Der Return wird in Matchstatistiken oft weniger beachtet als der Aufschlag. Dabei entscheidet er häufig darüber, ob ein Returnspiel überhaupt in eine neutrale oder offensive Situation kommt. Schon wenige einfache Kennzahlen können zeigen, wo die größten Reserven liegen.
Welche Returnwerte sinnvoll sind
- Returns im Feld
Die einfachste Kennzahl: Wie viele erste und zweite Aufschläge des Gegners werden überhaupt ins Spiel zurückgebracht?
- Gewonnene Punkte nach gegnerischem ersten Aufschlag
Diese Zahl zeigt, wie gut der Return gegen den stärkeren Aufschlag funktioniert. Niedrige Werte sind nicht automatisch problematisch, sollten aber im Vergleich mit anderen Matches beobachtet werden.
- Gewonnene Punkte nach gegnerischem zweiten Aufschlag
Hier sollte häufiger die Chance bestehen, neutral oder offensiv in den Ballwechsel zu starten.
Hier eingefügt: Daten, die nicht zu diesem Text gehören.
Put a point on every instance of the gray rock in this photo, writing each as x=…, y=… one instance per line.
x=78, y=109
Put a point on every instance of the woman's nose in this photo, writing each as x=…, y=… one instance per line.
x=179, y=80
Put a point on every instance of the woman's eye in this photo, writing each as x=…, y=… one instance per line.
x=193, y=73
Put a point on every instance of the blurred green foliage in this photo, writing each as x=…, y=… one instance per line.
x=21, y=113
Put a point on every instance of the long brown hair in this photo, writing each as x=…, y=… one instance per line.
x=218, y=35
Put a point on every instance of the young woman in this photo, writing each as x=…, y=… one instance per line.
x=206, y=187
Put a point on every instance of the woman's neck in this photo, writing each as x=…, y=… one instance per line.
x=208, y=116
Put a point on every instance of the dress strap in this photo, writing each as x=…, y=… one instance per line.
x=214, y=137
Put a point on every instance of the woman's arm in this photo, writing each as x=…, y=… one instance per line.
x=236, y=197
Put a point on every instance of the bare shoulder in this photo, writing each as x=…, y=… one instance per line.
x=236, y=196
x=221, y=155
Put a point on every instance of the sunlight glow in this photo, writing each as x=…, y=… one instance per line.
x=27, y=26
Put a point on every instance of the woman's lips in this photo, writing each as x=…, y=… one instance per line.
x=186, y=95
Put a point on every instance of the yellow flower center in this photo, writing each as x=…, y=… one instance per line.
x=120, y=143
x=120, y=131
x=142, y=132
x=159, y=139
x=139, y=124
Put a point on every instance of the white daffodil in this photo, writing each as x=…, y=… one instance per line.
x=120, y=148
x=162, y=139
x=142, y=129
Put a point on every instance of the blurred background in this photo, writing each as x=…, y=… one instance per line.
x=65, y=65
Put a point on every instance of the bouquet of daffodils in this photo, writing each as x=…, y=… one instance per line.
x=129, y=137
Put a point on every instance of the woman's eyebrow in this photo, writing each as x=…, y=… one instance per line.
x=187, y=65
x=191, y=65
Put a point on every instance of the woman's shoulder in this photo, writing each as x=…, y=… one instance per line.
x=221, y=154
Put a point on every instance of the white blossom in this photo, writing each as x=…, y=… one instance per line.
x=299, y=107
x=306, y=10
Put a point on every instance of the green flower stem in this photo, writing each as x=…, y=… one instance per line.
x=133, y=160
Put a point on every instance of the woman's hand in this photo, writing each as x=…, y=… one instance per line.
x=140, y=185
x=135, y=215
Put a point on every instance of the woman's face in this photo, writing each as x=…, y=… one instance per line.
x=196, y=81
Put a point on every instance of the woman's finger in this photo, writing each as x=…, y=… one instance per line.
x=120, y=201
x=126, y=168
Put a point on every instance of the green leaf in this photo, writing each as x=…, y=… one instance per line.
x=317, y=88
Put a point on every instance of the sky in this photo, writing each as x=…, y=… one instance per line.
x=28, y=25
Bleibt die Quote dauerhaft niedrig, lohnt eine genauere Analyse.
- Direkte Returnfehler
Besonders hilfreich ist die Unterscheidung zwischen Fehlern gegen ersten und zweiten Aufschlag.
- Returnposition
Die Statistik wird aussagekräftiger, wenn zusätzlich notiert wird, ob der Return nah an der Grundlinie, weit hinten oder bewusst verändert gespielt wurde.
Was typische Muster bedeuten können
Viele Fehler gegen den ersten Aufschlag:
Mögliche Ursachen sind zu große Ausholbewegung, zu aggressive Zielwahl oder eine ungünstige Returnposition.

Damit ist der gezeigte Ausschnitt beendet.